His sarcastic wit and stuttering delivery-along with an ad campaign for New Coke, a late-night talk show on Cinemax, and a few TV specials-had made him a cult personality even before he finally earned his own hour-long TV show in the US. "The world's first computer-generated TV host," as he might have proudly boasted, was a sharp-tongued character inaugurated in 1985 as the veejay for a British music television show. To many clued-in TV viewers that night, the face of Max Headroom would have been unmistakable. It may as well have come from another dimension. He was fined $5,000 and sentenced to a year's probation.Within hours, federal officials would be called in to investigate one of the strangest crimes in TV history-a rare broadcast signal intrusion, with no clear motive, method, or culprits. MacDougall, a satellite dish salesman from Ocala, Fla.
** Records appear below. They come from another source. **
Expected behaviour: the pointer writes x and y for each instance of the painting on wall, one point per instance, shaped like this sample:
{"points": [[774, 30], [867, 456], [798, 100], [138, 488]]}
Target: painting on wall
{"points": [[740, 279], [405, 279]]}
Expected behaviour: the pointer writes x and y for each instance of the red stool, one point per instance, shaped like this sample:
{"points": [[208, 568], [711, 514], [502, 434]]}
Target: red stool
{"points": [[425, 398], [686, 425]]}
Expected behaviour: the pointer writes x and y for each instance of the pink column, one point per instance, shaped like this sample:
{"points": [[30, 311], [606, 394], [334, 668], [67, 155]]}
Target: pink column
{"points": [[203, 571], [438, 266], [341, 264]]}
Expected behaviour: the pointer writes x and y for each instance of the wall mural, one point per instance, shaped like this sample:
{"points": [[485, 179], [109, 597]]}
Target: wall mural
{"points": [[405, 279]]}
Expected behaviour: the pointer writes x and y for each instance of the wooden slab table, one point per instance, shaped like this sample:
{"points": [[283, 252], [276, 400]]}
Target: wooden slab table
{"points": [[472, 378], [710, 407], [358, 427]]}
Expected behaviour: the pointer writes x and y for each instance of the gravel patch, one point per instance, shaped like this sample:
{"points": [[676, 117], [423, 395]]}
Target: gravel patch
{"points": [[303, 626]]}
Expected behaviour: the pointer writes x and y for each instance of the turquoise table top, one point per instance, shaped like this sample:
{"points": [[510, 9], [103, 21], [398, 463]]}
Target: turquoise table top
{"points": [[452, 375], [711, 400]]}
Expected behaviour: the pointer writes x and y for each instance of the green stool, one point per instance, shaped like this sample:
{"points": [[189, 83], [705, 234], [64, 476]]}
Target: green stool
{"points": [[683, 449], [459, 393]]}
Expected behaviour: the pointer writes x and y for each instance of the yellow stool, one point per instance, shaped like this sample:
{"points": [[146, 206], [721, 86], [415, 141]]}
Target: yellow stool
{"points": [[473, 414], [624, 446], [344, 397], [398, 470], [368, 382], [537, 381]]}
The most celebrated case of video piracy occurred in April, 1986, when a pirate calling himself "Captain Midnight" intercepted the satellite transmission of Home Box Office, a cable television programmer, and broadcast a message criticizing the company for scrambling its signal to prevent non-subscribers from receiving it on privately owned satellite dishes.Ĭaptain Midnight later was identified as John R. She said she was unaware of any previous thefts of a TV station's signal. "We consider this a serious matter," said Maureen Peratino, the FCC's deputy director for public affairs. carries a criminal penalty of up to $10,000 in fines and up to one year in prison, an FCC official said. The original story line for the Max character involved a futuristic world dominated by television, where video piracy-such as what occurred Sunday night-was punishable by death. His own American prime-time television show, carried on ABC, was canceled earlier this year.